Step 5: Bring it all together

Now we can overlay all three layers to see our species distribution in its environmental context.

plot(elev_cr, main = "Mantled howler monkey — elevation context")
plot(st_geometry(region), add = TRUE, border = "black", lwd = 1.5)
plot(st_geometry(howler_sf), add = TRUE, col = "red", pch = 16, cex = 0.5)

This is the basic template for spatial ecology: an environmental layer providing landscape context, a boundary defining the study region, and species observations embedded within it. Everything we do for the rest of this course builds on exactly this structure.

What does this tell us?

Even from this map, you can start forming hypotheses. Are howler records more common in the lowlands? Do they avoid the central mountains? Are there coastal clusters that might reflect accessible survey sites rather than real density?

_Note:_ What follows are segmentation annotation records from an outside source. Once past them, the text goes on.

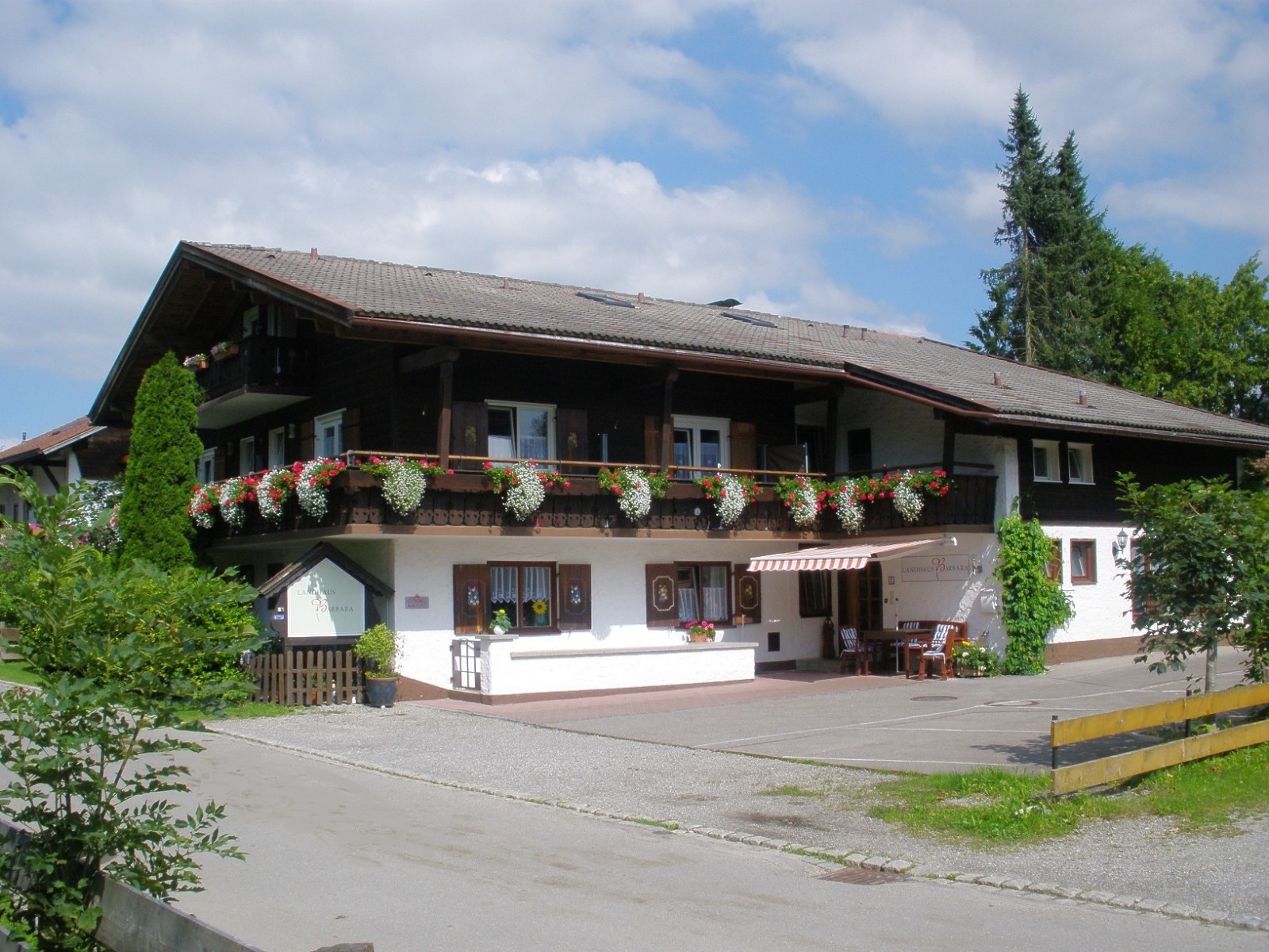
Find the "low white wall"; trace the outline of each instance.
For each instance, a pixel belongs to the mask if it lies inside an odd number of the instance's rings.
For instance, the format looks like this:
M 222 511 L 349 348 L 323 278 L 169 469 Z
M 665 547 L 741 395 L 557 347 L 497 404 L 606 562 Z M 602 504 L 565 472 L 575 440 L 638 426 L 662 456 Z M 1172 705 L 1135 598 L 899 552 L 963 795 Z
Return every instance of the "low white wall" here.
M 489 663 L 481 666 L 481 693 L 492 697 L 753 680 L 756 647 L 714 642 L 549 650 L 528 647 L 525 638 L 482 641 Z

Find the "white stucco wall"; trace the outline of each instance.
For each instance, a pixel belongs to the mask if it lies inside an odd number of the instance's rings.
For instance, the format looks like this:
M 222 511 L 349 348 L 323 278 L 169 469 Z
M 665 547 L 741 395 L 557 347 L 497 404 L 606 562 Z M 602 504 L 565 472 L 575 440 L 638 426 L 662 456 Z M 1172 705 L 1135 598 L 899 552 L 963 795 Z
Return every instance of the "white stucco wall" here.
M 402 635 L 402 674 L 429 684 L 450 683 L 454 638 L 453 566 L 501 560 L 588 564 L 591 575 L 591 628 L 560 633 L 520 635 L 509 650 L 566 650 L 593 646 L 678 645 L 683 632 L 648 628 L 645 623 L 645 569 L 651 562 L 727 561 L 747 564 L 753 556 L 796 548 L 796 542 L 727 539 L 464 537 L 393 539 L 385 580 L 395 589 L 390 621 Z M 388 546 L 383 546 L 385 550 Z M 369 567 L 369 566 L 367 566 Z M 374 571 L 372 569 L 372 571 Z M 756 642 L 755 663 L 817 658 L 822 618 L 799 618 L 796 574 L 763 578 L 763 621 L 721 630 L 720 641 Z M 406 608 L 406 599 L 424 597 L 428 608 Z M 779 632 L 778 651 L 768 651 L 768 635 Z M 558 688 L 555 688 L 558 689 Z
M 1053 636 L 1053 644 L 1126 638 L 1132 630 L 1132 603 L 1127 594 L 1127 574 L 1114 564 L 1112 543 L 1122 526 L 1046 526 L 1044 532 L 1062 547 L 1062 589 L 1071 597 L 1075 617 Z M 1071 584 L 1071 541 L 1091 539 L 1095 545 L 1096 581 Z

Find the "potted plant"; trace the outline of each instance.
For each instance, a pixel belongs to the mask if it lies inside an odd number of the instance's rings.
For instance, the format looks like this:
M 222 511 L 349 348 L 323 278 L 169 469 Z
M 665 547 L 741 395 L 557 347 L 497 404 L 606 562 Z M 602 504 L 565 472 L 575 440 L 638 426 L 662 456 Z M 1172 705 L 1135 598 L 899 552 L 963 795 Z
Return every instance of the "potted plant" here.
M 688 622 L 688 641 L 713 641 L 713 622 Z
M 966 641 L 952 649 L 958 678 L 991 678 L 1000 674 L 1000 655 L 986 645 Z
M 368 665 L 364 699 L 371 707 L 392 707 L 396 703 L 400 654 L 397 633 L 382 622 L 367 628 L 353 645 L 353 656 Z

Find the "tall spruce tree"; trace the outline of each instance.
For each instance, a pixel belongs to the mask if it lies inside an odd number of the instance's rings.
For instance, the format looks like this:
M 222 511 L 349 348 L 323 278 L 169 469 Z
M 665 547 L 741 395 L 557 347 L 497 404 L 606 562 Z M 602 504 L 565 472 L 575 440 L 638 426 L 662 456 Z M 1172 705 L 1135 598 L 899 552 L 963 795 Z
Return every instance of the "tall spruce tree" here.
M 1091 281 L 1114 237 L 1088 195 L 1075 133 L 1049 155 L 1027 93 L 1014 96 L 1008 160 L 997 166 L 1003 222 L 1000 268 L 982 272 L 991 306 L 971 329 L 976 350 L 1075 373 L 1095 374 L 1099 340 Z
M 195 561 L 188 506 L 203 452 L 197 433 L 202 397 L 194 374 L 170 352 L 141 380 L 119 500 L 124 560 L 169 570 Z

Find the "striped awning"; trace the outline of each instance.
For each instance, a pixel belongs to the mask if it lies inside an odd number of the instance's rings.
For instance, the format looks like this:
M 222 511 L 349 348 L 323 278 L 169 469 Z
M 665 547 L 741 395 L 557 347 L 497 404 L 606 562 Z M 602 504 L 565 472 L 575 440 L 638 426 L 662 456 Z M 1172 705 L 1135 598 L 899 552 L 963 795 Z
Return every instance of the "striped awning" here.
M 886 559 L 925 546 L 956 545 L 943 538 L 914 538 L 902 542 L 860 542 L 854 546 L 820 546 L 797 552 L 755 556 L 749 561 L 751 572 L 806 572 L 835 569 L 863 569 L 873 559 Z

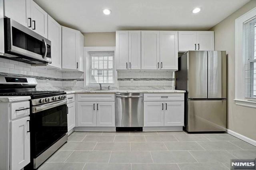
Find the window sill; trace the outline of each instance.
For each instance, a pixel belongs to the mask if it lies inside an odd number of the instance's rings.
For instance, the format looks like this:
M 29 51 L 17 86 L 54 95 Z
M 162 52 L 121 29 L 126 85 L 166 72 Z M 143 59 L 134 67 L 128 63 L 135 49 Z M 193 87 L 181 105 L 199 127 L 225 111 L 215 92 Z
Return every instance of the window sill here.
M 254 101 L 240 99 L 234 99 L 234 100 L 236 105 L 248 107 L 256 108 L 256 100 Z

Don’t try to answer those questions from the map alone — that’s what the analysis is for. But this is the process: map the data, form hypotheses, then test them rigorously. Spatial ecology at its best is just the scientific method with an explicit geography.

References

Estrada, A., Garber, P.A., Pavelka, M. & Luecke, L. (eds.) (2006). New Perspectives in the Study of Mesoamerican Primates. Springer, New York.

Fedigan, L.M. & Jack, K. (2001). Neotropical primates in a regenerating Costa Rican dry forest: a comparison of howler and capuchin population patterns. International Journal of Primatology, 22, 689–713.

Gaston, K.J. & Blackburn, T.M. (2000). Pattern and Process in Macroecology. Blackwell Science, Oxford.

Rahbek, C., Borregaard, M.K., Colwell, R.K., Dalsgaard, B., Holt, B.G., Morueta-Holme, N., Nogues-Bravo, D., Whittaker, R.J. & Fjeldså, J. (2019). Humboldt’s enigma: what causes global patterns of mountain biodiversity? Science, 365, 1108–1113.